The central bank also said it would end its quantitative easing programme, opting not to extend government bond buying beyond a planned maximum of 85 billion shekels ($26 billion). So, far the bank has bought some 77 billion and Yaron said it would stop by December.

“This is of course so long as we will not find ourselves in a stress scenario or other situation requiring immediate action,” he told a news conference after the rates decision. “We have already been in a tapering process for some time.”

All 15 economists polled by Reuters had said they expected the monetary policy committee to keep rates steady after doing so ever since cutting them from 0.25% at the outset of the COVID-19 pandemic.

Israel’s inflation rate rose to 2.2% in August – above the midpoint of the government’s 1%-3% annual target range.

The central bank foresees a 2.5% rate by year end, easing back to 1.6% in 2022.

Yaron said that after a period in which central banks focused mostly on stabilizing financial markets and supporting economic activity, “the issue of inflation is returning and becoming the main issue with which we and monetary policy makers around the world are dealing.”

The situation in Israel, Yaron said, is different than in Central Europe, where amid a strong recovery, consumers are facing some of the highest inflation rates in the European Union. That has led to rate hikes in Poland, the Czech Republic, Hungary and Romania.

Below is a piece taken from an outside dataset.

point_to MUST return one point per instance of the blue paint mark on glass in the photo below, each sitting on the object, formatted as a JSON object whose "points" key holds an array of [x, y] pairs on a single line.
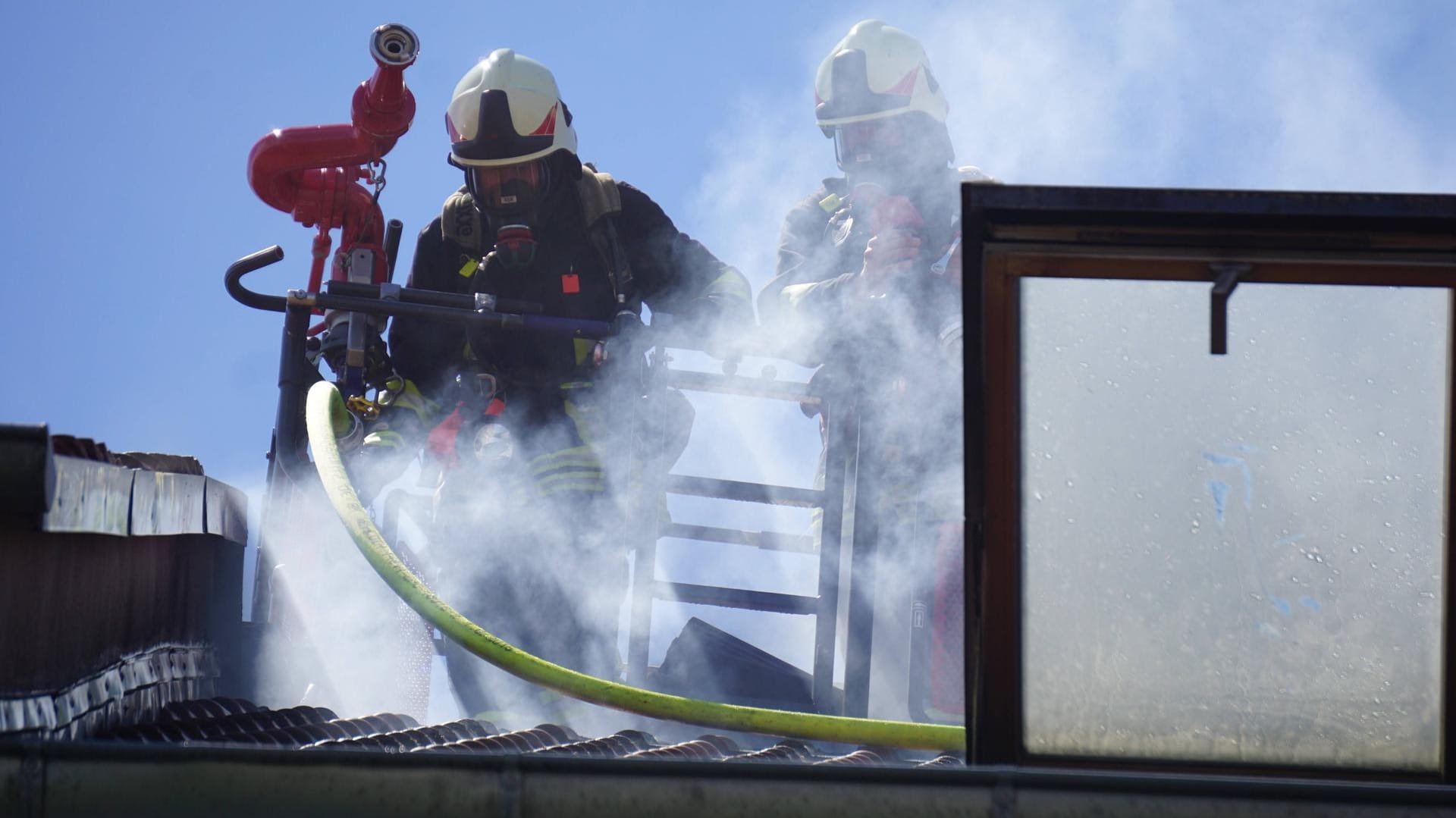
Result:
{"points": [[1220, 497]]}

“Their inflation is much higher than their targets by a number of percentage points so the comparison is not relevant,” Yaron said.

At the same time, a rapid COVID-19 vaccination rollout in which 40% of Israelis have received a third booster shot has led to an economic rebound, with the country largely free of virus-related restrictions. The economy grew an annualised 16.6% in the second quarter from the prior three months.

The central bank’s economists raised their estimate for Israel’s economic growth to 7% in 2021 from a prior 5.5% while trimming its 2022 forecast to 5.5% from 6%.

Separately, the central bank said it bought $1 billion of foreign currency in September, bringing total purchases to above $28 billion so far this year. The bank has said it would buy $30 billion of forex in 2021 to help contain the Israeli shekel’s gains.

The shekel was mostly flat at a rate of 3.225 per dollar.